Yatsı namazından sonra hatme-i hacegan yapmış dergahtan eve doğru gidiyordum, sokağın başında benden en az on yaş büyük bir abimiz vardı; her akşam aynı vakitte aynı köşede mutlaka rastlardınız ona… Ama maalesef her akşam aynı yerde, aynı köşede bir gazete parçasına sarmaladığı şarap şişesini arada bir ağzına götürürken bulurdunuz.
Yine bu akşam tam yanından geçerken bana seslenmiş yanına çağırmış, kafamdaki takkeyi görünce:
– Molla! Söyle bakiyim nereden geliyorsun? Diye seslenince yanına yanaşıp:
– Abi benim, tanımadın mı Molla değilim, dedim. Birden gözleri şaşkınlıkla açıldı, kekeledi: sen…
– Tamam okursun, molla da olursun de bakiyim nerden geliyorsun? dedi gülerek…
– Bir Allah dostunun dergahından geliyorum abi, dedim.
– Oğlim, biz Allah düşmanı mıyız, onunla bizim farkımız ne, Allah dostu kim yani?
– Allah dostları! Her derdin devasına sebep olacak kişi, duaları müstecab, Allah’ın izniyle bir duasıyla olmazların olduğu, yanına vardığınızda gönlünüzün huzura erdiği, bir nazarıyla kalbinizde bir çok eğrinin düzeldiği, kendinizi yalnız hissettiğinizde, mahzun kaldığınızda uzakta bile olsanız, duaları ve himmetleri ile hemen yanı başınızda durup, sizi teselli eden kişiye derler kısaca, dedim.

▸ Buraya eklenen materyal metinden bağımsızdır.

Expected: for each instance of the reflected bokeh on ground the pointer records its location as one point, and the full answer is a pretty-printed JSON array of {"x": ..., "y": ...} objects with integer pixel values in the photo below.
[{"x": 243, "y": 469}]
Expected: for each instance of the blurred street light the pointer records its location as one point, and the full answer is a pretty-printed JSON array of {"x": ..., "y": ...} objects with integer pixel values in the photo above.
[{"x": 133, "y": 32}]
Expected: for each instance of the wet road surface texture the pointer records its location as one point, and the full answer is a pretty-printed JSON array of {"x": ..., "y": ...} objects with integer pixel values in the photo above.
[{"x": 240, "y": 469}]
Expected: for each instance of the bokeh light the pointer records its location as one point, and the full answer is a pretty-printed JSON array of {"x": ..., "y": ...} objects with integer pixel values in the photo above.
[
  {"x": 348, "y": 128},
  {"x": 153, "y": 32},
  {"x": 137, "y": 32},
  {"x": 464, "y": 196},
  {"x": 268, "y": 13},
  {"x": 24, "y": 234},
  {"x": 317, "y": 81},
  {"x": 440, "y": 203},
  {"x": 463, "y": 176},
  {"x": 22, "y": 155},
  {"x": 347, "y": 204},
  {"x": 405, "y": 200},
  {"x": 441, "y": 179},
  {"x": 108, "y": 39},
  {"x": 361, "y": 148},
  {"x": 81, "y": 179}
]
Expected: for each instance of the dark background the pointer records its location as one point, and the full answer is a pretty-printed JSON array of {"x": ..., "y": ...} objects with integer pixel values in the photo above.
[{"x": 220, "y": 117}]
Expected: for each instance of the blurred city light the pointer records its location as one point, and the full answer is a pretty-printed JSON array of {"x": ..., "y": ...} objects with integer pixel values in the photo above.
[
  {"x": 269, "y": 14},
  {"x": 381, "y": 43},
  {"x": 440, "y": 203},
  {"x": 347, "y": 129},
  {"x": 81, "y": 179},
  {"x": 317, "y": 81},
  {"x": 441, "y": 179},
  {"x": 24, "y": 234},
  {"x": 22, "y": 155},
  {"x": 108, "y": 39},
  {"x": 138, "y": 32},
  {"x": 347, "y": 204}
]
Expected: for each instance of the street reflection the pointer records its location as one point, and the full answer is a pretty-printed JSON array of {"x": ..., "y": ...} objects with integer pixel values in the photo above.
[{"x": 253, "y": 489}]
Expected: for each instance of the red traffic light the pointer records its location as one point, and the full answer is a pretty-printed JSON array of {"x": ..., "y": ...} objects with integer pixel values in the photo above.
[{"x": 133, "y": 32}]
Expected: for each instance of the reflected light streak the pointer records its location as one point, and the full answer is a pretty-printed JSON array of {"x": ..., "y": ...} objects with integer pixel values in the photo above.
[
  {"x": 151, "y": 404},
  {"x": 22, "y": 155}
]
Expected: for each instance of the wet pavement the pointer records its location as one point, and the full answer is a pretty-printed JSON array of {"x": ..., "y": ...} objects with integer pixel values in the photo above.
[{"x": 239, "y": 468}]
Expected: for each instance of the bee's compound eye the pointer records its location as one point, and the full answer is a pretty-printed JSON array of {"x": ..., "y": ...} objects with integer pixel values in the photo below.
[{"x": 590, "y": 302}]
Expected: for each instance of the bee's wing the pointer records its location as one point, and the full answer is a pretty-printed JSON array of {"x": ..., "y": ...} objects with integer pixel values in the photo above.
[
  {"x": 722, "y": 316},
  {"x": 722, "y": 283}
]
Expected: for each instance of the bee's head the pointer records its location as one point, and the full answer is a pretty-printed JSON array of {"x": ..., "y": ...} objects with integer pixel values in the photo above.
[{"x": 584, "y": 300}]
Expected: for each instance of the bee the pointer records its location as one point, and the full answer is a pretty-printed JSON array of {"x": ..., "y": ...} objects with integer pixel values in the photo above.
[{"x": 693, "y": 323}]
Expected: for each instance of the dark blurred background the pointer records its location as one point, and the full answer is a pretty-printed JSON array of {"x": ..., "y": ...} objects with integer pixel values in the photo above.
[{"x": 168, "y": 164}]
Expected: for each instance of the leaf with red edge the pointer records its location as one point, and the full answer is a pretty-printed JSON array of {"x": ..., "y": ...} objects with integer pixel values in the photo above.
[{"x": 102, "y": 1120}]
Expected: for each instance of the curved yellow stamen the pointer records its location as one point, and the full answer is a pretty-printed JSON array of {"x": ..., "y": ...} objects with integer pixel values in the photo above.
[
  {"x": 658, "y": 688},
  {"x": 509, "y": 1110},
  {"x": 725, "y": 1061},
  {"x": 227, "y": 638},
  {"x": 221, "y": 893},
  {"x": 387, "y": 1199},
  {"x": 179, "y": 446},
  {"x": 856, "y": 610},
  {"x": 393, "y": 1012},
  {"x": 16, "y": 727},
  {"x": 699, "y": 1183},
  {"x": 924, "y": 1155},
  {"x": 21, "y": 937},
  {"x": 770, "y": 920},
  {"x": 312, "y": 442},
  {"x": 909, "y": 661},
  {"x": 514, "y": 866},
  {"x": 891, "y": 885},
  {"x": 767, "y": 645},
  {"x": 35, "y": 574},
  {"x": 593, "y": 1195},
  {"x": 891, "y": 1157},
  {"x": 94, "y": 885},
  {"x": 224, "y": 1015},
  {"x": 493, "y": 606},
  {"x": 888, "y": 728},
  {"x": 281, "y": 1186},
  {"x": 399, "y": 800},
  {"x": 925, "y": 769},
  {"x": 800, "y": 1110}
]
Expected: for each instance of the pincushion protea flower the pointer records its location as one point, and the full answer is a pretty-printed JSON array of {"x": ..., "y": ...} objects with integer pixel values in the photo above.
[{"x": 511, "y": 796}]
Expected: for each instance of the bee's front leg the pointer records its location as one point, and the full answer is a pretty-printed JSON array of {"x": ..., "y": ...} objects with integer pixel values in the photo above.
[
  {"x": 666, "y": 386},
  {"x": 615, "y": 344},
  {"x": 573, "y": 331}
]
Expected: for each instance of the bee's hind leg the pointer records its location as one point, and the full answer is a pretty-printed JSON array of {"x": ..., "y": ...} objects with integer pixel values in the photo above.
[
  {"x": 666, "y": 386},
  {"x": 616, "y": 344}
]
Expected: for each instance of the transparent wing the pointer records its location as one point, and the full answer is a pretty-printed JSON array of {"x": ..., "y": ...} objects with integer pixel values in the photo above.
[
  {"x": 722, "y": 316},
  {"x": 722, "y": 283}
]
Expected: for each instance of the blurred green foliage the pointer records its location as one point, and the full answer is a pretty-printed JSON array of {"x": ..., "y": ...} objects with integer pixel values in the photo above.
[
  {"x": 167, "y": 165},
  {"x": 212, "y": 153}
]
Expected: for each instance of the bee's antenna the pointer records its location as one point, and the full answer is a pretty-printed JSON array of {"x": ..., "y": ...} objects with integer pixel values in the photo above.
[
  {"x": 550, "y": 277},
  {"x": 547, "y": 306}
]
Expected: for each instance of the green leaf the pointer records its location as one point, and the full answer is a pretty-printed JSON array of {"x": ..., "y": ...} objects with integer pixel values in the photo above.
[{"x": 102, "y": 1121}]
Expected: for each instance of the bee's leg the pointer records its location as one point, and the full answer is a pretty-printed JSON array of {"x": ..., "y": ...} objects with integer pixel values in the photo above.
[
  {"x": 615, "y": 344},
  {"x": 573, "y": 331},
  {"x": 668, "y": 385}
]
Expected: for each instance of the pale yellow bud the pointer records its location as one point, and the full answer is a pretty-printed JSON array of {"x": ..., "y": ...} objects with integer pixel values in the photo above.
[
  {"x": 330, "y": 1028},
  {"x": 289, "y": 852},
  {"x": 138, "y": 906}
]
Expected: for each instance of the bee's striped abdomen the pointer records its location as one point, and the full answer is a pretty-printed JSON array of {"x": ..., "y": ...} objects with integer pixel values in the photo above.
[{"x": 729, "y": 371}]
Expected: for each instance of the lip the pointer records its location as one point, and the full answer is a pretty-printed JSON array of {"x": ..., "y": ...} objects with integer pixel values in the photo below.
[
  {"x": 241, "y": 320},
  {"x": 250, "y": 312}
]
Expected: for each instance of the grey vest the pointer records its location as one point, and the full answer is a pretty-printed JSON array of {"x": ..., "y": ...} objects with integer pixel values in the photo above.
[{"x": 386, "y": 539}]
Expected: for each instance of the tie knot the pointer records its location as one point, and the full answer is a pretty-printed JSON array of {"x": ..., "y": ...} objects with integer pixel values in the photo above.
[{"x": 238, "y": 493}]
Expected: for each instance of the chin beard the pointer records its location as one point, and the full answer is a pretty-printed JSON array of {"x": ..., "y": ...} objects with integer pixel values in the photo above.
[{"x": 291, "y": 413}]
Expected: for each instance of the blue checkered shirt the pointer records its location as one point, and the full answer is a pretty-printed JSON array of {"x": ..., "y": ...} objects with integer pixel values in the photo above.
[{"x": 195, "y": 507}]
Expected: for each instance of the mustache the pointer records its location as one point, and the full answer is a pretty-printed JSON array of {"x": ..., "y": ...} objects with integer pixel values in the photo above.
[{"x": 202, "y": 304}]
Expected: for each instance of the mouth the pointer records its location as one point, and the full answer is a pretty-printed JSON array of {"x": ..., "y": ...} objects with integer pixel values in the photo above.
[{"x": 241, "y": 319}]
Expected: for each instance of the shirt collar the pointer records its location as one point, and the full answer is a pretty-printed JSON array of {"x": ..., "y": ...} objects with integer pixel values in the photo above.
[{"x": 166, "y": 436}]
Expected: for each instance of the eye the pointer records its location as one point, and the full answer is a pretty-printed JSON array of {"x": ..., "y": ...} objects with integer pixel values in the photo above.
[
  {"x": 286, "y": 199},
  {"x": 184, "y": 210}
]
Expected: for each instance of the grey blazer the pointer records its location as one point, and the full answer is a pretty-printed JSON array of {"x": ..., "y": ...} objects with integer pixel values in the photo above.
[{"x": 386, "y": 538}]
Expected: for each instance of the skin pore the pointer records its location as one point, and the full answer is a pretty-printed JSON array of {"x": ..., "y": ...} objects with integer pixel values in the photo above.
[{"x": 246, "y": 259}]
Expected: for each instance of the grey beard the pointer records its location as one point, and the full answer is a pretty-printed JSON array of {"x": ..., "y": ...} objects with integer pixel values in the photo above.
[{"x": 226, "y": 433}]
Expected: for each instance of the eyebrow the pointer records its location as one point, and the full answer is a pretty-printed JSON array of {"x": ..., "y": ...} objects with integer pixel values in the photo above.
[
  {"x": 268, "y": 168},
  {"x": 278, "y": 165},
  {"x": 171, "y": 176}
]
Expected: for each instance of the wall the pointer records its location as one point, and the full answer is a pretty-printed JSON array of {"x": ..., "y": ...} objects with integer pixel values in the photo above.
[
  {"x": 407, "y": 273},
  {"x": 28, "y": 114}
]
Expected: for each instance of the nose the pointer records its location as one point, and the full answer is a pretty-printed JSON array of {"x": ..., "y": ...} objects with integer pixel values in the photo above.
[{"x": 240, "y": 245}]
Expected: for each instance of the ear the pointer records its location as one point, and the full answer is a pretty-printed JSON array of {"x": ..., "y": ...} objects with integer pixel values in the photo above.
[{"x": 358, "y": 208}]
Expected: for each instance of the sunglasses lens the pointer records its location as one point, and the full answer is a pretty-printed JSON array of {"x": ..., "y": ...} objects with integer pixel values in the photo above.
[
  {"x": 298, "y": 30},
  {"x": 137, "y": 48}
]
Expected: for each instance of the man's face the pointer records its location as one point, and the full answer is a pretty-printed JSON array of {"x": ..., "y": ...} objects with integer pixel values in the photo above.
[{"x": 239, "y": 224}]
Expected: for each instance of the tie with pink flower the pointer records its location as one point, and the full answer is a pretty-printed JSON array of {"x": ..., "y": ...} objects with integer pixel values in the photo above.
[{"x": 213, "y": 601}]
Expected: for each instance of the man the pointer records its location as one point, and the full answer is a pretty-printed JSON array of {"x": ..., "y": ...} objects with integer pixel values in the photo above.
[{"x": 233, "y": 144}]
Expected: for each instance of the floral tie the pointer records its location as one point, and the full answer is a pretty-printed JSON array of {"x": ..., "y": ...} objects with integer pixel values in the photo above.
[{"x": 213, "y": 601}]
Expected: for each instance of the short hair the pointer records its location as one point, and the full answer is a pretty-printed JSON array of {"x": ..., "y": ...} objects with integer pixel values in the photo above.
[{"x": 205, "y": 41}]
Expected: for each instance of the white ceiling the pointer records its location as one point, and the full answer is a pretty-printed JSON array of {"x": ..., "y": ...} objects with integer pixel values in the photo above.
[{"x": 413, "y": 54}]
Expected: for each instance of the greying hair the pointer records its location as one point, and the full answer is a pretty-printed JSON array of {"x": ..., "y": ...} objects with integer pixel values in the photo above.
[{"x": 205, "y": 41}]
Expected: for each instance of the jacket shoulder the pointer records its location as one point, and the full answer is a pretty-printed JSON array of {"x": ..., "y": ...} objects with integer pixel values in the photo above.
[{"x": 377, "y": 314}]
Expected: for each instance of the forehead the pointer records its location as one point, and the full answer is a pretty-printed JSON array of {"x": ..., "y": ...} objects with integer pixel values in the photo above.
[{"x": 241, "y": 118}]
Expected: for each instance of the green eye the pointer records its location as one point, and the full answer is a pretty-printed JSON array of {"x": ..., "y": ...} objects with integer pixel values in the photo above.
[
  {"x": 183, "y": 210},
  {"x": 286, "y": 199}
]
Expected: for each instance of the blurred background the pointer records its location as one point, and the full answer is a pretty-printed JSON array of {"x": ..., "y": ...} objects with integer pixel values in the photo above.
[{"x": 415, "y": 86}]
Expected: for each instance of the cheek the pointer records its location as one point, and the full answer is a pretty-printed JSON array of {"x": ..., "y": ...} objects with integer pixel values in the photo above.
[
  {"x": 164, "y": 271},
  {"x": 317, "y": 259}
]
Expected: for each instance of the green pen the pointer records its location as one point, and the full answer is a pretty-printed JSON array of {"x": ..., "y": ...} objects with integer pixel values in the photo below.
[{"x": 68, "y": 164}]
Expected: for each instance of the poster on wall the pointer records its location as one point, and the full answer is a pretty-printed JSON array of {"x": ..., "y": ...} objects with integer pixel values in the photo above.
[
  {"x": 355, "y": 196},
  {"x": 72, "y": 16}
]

– Haa, iyiymiş ya beni de götürsene bana da dua etsin bende kurtulayım şu meretten, elindeki gazeteye sardığı şişeyi işaret ediyordu.
– Olur abi Seyda Muhammed Konyevi hazretleri var Konya’da; hafta sonu yanına gideceğim; seni de götüreyim istersen, dedim.
– Tamam, ben hazırım, dedi köşesine oturdu.
Bir gün sonra evden çıkmış işe gidiyordum ki komşulardan birinin penceresinden bana seslenildiğini işittim. Dönüp baktım, akşam köşe başında Konya’ya gitmek için sözleştiğimiz Abinin hanımı idi.
– Gardaş kusura bakma! İki dakka bi şey diyeceğim, dedi.
– Estağfirullah, abla ne demek buyur, diyerek pencereye yanaştım.
– Bizim herif (kocasını kastediyordu) gece sabaha kadar senden konuştu, onu da Konya’ya götürecekmişsin.
– Evet abla, inşaallah hafta sonu beraber gideceğiz, dedim. Ablanın gözleri ışıl ışıl oldu.
– Aman gardaş, kurban oluyum, unutma götür bunu düzelsin, dedi.
– İnşallah abla inşallah,diyerek ayrıldım.
Hafta sonu gelince sabah erkenden çıktık yola, yol boyu Seyda Hazretlerini soruyor; ilk karşılaştığında nasıl davranması gerektiğini öğrenmeye çalışıyordu.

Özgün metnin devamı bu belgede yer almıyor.